BASEketball is a 1998 American sports comedy film that was co-written and directed by David Zucker and stars South Park creators Trey Parker and Matt Stone, along with Dian Bachar, Robert Vaughn, Ernest Borgnine, Yasmine Bleeth and Jenny McCarthy. The film follows the history of the sport that was created by Zucker years earlier of the same name, from its invention by the lead characters as a game that they could win against more athletic people, to its development into a nationwide league sport and a target of corporate sponsorship.

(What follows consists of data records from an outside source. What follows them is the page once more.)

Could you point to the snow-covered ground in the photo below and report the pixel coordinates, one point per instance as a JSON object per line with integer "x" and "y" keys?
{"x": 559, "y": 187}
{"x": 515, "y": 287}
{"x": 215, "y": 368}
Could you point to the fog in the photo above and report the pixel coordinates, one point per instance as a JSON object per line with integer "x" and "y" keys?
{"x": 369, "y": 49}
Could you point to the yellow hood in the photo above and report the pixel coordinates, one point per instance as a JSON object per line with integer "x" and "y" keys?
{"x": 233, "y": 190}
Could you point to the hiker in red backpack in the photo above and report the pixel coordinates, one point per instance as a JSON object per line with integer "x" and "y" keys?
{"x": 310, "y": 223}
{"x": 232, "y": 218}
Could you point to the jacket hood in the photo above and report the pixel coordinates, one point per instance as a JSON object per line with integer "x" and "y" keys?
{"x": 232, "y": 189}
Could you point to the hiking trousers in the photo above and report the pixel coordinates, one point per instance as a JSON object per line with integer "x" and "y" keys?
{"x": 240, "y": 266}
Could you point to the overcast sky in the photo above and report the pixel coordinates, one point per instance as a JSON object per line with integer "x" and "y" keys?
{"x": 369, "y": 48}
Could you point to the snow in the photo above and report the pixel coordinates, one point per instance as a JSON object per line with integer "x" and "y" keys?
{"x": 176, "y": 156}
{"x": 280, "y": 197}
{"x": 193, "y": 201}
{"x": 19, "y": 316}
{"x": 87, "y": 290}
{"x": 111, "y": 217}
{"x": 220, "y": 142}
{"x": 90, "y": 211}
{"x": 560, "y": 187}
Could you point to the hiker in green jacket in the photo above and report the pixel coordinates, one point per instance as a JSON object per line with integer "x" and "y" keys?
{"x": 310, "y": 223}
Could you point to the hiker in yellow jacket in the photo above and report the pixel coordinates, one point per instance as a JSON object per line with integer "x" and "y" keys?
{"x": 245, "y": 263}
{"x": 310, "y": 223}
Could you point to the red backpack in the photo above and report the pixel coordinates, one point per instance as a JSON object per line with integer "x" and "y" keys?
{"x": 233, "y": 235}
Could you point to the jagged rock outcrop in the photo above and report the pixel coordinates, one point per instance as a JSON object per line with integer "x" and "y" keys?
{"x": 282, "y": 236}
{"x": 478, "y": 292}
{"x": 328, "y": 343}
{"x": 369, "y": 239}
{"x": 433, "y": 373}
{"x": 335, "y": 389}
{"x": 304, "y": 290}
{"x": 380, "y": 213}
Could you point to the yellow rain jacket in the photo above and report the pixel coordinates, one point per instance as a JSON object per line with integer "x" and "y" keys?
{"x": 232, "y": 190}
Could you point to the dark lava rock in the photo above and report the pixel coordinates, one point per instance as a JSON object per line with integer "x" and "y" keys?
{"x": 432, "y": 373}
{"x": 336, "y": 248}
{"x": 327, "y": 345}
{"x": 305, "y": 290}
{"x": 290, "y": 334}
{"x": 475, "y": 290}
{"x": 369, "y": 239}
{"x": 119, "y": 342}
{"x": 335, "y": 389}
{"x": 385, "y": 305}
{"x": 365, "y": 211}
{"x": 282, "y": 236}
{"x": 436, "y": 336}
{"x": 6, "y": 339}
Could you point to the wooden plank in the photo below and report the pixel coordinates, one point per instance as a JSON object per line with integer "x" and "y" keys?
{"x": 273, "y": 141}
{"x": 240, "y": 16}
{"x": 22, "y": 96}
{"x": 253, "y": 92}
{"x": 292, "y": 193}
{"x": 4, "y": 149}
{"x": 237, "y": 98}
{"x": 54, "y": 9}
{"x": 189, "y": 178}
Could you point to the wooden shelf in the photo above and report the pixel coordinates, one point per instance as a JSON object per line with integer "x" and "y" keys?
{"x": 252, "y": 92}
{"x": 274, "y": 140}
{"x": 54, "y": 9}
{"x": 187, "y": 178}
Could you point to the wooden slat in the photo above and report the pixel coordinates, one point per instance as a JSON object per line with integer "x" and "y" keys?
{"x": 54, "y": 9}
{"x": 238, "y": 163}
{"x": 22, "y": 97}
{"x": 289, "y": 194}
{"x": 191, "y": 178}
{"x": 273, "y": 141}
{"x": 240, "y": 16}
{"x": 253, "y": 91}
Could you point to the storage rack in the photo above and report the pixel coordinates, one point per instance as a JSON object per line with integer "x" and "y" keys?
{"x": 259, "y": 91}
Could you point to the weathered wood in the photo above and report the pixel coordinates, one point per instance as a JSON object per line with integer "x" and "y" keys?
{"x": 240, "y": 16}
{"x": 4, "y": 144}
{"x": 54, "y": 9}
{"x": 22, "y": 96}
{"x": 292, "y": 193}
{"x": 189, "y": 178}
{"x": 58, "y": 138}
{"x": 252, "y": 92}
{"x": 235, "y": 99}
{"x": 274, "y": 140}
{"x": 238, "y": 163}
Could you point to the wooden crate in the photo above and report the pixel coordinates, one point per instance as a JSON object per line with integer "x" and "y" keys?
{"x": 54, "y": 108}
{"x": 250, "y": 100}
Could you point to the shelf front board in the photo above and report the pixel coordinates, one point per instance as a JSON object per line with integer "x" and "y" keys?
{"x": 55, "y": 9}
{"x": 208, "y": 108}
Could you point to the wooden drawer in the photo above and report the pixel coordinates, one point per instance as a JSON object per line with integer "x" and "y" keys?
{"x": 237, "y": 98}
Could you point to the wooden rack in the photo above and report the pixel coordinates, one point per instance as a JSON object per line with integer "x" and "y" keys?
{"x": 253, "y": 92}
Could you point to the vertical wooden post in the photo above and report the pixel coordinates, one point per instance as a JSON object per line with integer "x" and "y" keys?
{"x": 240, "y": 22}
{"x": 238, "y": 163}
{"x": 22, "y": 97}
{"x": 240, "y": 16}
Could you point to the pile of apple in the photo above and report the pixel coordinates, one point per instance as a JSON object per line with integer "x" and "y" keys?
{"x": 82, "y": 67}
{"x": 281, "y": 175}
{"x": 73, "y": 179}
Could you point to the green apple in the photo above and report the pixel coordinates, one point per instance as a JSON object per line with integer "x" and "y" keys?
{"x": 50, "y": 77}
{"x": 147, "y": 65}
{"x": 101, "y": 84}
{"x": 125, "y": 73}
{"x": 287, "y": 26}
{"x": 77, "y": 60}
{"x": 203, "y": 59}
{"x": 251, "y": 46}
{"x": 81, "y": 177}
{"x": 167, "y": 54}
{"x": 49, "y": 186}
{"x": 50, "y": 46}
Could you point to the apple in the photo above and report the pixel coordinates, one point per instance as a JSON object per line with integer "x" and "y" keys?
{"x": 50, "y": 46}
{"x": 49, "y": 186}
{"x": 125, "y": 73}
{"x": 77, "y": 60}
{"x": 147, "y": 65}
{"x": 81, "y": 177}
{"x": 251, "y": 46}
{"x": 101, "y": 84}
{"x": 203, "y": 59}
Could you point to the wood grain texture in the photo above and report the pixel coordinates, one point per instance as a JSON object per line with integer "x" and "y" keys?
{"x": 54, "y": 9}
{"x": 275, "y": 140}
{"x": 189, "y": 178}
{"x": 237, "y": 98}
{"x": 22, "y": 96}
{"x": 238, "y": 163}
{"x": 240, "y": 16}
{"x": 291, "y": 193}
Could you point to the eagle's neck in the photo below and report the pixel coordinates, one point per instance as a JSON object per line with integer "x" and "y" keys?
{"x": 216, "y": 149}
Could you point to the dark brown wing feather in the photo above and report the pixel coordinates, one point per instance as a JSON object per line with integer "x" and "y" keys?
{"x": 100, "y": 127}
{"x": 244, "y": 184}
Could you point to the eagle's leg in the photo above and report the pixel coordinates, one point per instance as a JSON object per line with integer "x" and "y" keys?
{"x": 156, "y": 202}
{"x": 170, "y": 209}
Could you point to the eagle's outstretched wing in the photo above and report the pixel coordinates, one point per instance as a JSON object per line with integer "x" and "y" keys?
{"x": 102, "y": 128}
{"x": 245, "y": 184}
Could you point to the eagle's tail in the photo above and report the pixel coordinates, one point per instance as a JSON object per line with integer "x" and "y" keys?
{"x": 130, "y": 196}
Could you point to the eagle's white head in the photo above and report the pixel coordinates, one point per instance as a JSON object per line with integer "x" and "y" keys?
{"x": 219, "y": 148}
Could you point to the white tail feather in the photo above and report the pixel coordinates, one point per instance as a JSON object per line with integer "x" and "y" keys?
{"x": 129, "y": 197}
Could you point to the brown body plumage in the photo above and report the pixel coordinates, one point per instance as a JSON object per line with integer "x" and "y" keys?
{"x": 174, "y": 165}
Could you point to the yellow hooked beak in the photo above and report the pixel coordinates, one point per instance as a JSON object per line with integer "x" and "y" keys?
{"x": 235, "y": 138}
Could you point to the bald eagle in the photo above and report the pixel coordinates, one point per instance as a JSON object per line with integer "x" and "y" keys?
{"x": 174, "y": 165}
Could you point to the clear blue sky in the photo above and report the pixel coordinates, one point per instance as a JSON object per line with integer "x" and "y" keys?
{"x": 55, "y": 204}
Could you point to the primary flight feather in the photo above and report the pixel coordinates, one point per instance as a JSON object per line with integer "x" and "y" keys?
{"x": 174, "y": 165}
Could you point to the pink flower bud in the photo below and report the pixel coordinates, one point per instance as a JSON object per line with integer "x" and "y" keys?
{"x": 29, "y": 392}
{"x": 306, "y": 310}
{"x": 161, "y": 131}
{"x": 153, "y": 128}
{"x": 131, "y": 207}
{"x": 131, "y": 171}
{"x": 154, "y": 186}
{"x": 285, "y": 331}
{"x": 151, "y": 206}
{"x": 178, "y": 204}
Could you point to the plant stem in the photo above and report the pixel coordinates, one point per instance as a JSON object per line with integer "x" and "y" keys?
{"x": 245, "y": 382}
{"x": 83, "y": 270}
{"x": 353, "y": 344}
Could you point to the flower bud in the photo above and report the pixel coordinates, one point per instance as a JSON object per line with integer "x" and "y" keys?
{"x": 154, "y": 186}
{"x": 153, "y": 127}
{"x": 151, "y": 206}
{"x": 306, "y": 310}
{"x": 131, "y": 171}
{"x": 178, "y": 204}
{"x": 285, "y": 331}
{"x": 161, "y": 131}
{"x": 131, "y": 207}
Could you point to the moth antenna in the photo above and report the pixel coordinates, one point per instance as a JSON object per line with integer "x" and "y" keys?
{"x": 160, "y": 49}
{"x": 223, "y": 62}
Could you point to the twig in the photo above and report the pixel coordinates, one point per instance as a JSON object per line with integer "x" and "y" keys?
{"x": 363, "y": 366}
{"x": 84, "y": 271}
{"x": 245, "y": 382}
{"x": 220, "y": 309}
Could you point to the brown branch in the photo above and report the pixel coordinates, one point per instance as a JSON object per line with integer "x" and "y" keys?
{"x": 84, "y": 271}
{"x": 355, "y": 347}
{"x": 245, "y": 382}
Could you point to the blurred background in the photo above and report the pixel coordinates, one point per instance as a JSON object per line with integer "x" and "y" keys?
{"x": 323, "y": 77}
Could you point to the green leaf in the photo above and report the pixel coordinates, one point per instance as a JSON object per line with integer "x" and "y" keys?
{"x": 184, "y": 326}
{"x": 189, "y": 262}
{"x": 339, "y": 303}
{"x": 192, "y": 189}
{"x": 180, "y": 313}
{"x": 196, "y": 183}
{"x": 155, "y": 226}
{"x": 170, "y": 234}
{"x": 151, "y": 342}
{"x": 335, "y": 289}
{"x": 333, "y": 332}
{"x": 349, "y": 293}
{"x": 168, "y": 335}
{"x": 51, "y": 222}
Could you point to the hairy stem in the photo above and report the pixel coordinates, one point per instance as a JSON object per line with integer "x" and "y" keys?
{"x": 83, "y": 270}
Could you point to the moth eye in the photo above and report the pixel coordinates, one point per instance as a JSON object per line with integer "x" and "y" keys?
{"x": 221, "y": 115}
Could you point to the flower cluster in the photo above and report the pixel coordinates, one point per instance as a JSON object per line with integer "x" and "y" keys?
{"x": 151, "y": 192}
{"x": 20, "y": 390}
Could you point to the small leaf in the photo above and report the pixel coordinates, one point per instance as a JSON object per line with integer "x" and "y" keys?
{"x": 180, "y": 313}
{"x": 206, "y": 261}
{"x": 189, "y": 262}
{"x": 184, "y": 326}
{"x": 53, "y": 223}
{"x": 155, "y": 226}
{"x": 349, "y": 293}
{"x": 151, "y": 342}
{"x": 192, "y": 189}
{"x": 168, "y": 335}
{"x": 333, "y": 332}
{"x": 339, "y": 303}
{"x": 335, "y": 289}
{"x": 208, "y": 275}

This film is the only work that involves Parker and Stone that was neither written, directed, nor produced by them, although Zucker himself has stated that Parker and Stone had contributed innumerable suggestions for the film, most of which were actually used.
Overall, BASEketball has received a 42% approval rating from the 50 critics that have submitted reviews on the aggregate website Rotten Tomatoes. It has also garnered a score of 38 out of 100 from the 18 critics on Metacritic. Both Bleeth and McCarthy were nominated at the 1998 Golden Raspberry Awards for Worst Actress and Worst Supporting Actress respectively for the film. Bleeth lost to the Spice Girls for Spice World while McCarthy lost to Maria Pitillo for Godzilla.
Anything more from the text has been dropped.